Berlioz's Faust is an odd, episodic opera - really poor structurally, but with wonderful music. The Met brought in Robert Lepage to design the production and he made the opera work. It was full of wows - well, at least we presume they were wows, as Sweete did all she could to destroy the effects Lepage worked so hard to produce.
Lepage made great use of ropes (with harnesses hidden under clothing). At one point a row of soldiers march up the gridwork on stage, mime dying, and are lowered into the laps of women below, only to revive, march up the wall again, and repeat. It was a moving and jaw-dropping effect - I think. We mostly saw close-ups.
Sweete and the rest of the videography team over-use close-ups. Singers tend to sweat, and a giant screen filled with a close-up of their face is not always a pleasant image. There is also much too much camera movement, zooming in, panning, pulling back, changing cameras. It is all very distracting, and very little of it is effective. It's as if Sweete is trying to compete with Lepage in artiness... but the videography should aim to enhance the production, not compete with it.
We are now in the third season of the Metropolitan Opera's Met HD series. I don't recall the first season having these video problems. In particular, I recall thinking during Il Trittico that the film experience was like hovering above the fifth row - better than the best seat in the house. That's what the transmission director should aim for.

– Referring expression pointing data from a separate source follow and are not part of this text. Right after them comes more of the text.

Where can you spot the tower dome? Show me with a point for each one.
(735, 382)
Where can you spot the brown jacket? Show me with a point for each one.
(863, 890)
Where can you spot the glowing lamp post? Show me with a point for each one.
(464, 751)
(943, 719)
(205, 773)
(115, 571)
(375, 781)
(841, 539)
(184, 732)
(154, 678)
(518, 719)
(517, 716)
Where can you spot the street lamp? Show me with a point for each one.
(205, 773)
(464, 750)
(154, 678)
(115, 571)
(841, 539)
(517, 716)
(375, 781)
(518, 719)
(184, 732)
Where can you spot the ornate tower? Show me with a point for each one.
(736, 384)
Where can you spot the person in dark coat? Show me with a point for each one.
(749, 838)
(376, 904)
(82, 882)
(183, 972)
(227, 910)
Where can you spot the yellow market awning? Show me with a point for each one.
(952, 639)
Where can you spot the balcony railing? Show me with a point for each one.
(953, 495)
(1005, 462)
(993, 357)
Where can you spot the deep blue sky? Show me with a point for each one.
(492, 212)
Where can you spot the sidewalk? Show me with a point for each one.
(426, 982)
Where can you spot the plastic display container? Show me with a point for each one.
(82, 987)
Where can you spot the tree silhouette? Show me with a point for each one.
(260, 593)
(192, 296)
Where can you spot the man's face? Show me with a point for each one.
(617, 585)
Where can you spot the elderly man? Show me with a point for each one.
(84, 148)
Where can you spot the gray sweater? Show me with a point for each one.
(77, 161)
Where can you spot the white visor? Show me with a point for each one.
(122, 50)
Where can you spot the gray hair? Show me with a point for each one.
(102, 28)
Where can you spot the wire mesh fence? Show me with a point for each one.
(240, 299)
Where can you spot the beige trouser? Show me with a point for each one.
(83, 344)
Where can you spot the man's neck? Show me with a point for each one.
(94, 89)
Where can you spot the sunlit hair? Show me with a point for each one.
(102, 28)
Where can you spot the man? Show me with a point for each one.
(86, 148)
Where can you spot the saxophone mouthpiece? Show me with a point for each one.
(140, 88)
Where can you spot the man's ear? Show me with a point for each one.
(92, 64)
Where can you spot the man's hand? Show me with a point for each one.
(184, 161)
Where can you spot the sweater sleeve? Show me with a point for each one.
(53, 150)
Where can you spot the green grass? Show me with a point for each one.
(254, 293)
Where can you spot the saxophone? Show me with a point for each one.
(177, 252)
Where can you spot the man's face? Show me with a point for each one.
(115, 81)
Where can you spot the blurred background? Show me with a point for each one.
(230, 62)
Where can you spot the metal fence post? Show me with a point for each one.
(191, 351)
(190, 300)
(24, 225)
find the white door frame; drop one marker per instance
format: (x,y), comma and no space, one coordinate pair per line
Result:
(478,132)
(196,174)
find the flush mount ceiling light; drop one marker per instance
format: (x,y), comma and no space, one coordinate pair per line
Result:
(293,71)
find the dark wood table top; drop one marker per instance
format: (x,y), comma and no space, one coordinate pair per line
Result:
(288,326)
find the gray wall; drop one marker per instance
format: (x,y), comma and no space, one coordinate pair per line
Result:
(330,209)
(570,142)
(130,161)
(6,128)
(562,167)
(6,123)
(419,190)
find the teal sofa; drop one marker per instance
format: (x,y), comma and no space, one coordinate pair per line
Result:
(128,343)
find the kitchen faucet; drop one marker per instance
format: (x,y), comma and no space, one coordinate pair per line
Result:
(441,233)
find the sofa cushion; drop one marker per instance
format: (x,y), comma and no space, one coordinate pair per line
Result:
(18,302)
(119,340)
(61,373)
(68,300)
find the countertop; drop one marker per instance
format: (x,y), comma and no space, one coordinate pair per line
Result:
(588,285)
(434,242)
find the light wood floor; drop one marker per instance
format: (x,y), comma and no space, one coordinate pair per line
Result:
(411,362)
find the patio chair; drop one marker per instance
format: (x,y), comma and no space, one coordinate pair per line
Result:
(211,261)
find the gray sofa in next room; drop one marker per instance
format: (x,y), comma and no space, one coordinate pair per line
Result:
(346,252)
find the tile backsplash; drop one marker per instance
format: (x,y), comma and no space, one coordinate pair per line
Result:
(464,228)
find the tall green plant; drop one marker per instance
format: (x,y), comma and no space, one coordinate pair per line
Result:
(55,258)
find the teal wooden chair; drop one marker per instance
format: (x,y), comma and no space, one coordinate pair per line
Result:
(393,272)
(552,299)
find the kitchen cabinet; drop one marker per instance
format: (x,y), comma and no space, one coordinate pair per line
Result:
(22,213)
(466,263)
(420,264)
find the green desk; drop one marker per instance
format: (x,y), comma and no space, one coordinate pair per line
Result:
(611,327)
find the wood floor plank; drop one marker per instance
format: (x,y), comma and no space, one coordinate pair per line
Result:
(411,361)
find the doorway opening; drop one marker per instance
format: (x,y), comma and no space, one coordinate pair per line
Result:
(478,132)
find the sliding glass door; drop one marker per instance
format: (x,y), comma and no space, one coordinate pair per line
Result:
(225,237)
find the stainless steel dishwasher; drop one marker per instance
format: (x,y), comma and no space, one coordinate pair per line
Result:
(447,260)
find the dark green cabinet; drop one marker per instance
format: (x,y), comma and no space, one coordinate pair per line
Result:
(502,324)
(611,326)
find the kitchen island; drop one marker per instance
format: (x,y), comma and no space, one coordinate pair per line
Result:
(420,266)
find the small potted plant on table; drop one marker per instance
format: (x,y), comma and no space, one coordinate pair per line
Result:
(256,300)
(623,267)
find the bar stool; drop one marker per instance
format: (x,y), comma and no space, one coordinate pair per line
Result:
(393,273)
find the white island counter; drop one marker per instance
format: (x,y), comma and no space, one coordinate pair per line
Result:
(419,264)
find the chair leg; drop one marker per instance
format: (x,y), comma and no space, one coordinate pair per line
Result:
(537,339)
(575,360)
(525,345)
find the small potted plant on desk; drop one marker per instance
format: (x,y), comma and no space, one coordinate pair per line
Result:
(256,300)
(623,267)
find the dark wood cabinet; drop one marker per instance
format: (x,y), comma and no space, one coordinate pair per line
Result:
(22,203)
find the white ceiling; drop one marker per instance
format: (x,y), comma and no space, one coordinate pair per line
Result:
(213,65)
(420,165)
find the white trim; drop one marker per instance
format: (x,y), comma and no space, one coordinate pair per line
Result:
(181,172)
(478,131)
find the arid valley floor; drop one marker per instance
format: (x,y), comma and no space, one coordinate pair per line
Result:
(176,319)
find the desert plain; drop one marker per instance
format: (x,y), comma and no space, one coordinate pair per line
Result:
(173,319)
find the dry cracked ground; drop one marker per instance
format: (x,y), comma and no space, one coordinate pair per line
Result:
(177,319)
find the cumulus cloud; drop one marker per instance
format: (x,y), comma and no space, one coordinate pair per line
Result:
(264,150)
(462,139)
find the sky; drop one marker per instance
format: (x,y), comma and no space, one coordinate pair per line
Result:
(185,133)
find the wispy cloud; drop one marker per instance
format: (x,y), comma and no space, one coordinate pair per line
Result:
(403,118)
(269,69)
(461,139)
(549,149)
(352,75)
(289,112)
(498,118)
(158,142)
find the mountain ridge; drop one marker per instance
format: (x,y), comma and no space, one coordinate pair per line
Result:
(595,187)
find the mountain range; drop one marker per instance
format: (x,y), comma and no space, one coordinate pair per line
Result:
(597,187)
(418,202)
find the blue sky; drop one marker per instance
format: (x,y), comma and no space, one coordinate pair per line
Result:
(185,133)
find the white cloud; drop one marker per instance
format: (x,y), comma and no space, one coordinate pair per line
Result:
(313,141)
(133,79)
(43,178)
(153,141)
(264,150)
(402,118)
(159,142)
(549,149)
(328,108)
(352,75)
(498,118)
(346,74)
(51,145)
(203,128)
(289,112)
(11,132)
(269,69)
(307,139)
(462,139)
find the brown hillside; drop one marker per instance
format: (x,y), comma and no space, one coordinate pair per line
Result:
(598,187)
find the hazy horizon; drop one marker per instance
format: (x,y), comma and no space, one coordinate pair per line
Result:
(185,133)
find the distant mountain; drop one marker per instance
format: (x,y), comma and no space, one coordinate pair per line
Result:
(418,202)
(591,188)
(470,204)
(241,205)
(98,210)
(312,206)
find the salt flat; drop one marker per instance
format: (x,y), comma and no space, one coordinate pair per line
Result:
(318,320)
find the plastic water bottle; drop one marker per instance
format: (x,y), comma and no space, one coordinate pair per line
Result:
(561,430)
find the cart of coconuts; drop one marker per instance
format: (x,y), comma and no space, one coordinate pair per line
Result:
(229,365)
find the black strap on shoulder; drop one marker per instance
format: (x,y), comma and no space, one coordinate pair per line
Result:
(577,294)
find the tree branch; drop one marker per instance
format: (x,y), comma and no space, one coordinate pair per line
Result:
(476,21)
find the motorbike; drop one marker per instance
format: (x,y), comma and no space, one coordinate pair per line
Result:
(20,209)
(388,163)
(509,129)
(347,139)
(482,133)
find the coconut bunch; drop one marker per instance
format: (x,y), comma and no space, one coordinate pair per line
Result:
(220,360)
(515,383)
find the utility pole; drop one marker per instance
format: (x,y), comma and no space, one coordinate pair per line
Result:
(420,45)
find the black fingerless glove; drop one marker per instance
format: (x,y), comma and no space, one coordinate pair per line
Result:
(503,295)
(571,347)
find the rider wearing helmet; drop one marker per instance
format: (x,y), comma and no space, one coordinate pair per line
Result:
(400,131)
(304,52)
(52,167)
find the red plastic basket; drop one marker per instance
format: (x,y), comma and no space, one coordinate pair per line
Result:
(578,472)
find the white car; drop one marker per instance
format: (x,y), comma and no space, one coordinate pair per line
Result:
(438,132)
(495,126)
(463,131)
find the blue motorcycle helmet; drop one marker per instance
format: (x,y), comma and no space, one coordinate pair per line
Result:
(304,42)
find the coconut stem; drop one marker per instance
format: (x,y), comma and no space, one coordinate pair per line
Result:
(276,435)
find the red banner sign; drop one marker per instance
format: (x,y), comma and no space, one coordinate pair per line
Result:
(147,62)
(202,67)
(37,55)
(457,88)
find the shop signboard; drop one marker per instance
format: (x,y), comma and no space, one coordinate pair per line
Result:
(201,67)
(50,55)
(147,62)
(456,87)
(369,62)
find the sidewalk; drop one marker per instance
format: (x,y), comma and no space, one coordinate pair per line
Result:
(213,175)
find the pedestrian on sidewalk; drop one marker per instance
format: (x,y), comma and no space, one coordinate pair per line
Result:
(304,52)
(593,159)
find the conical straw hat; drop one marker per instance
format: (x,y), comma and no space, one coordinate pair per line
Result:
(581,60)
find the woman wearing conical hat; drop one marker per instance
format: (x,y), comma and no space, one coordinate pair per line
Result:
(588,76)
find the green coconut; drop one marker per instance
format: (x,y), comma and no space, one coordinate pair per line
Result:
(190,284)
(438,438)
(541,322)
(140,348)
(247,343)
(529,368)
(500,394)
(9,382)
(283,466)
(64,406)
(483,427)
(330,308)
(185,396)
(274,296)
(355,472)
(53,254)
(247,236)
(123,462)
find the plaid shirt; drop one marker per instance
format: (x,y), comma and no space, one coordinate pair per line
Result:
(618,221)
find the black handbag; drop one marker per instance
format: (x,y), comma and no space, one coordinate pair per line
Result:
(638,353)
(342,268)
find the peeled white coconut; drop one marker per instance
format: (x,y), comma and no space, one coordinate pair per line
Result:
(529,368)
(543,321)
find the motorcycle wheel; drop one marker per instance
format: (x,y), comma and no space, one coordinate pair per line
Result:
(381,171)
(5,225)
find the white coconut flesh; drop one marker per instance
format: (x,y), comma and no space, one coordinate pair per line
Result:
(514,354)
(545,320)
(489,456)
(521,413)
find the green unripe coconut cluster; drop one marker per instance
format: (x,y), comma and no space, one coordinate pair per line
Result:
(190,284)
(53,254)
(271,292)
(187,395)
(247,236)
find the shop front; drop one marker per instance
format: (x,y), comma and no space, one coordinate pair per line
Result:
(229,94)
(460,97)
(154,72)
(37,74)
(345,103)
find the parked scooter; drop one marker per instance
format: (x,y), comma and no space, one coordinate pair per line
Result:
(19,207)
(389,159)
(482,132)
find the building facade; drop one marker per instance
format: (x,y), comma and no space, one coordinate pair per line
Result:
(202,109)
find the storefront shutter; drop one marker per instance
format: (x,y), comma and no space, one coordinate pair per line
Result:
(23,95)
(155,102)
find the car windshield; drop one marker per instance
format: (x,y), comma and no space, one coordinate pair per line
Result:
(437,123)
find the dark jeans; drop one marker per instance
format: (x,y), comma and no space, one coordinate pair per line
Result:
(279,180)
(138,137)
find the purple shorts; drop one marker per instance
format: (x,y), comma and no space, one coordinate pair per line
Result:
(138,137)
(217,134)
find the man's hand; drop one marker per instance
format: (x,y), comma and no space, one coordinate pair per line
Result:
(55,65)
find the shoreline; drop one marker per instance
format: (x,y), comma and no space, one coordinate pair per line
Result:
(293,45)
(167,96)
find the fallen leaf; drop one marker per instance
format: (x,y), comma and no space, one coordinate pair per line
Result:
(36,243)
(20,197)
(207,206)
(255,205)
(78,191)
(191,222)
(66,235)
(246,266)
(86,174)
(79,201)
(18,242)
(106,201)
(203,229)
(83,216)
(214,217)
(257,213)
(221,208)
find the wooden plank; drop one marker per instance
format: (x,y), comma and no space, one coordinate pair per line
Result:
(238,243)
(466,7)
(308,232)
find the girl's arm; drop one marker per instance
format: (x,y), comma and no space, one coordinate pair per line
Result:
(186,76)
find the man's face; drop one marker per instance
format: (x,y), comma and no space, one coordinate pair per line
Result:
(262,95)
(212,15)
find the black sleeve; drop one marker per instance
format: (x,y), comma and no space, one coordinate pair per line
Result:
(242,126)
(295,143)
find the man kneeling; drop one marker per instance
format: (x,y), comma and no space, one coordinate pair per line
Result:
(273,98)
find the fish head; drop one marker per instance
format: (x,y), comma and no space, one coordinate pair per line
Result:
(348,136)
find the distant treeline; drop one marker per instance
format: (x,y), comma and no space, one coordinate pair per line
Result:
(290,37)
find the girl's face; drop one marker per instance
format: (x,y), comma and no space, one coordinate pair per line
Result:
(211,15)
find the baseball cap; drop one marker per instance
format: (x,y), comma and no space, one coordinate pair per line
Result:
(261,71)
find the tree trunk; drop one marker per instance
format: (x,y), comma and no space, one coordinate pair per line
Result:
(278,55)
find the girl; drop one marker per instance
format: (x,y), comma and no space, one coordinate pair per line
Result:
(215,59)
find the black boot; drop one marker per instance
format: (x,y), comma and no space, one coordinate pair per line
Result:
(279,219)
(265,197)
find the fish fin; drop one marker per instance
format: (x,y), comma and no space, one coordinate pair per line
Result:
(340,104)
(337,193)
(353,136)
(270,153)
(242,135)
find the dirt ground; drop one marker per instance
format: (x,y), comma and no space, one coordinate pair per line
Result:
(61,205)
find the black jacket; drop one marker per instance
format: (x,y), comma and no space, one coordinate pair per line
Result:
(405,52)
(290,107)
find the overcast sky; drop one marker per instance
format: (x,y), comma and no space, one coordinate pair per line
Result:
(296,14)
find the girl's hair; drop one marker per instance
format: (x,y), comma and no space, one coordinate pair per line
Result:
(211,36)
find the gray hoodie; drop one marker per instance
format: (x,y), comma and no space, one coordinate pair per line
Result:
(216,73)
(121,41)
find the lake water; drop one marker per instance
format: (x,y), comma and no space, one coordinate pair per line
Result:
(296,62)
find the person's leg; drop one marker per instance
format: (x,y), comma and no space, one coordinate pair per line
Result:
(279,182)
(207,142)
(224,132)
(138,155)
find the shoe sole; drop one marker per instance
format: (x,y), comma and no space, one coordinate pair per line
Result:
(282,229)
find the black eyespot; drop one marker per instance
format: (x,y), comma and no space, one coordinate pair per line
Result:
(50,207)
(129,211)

The experience of opera is about a state of concentration that opera makes possible. The orchestration, singing, plot, iconography, set, costumes, lighting and personalities all hit the senses of the audience is a way that is unique to opera. To achieve the optimum concentration, I like to attend operas in an unstressed, well-rested frame of mind; I don't drink alchohol beforehand; and I eat a light, low-carb meal followed by an espresso. When fully engaged I can attain that wonderful state, even in cinema transmissions... But not when filtered through distracting faux-arty video direction.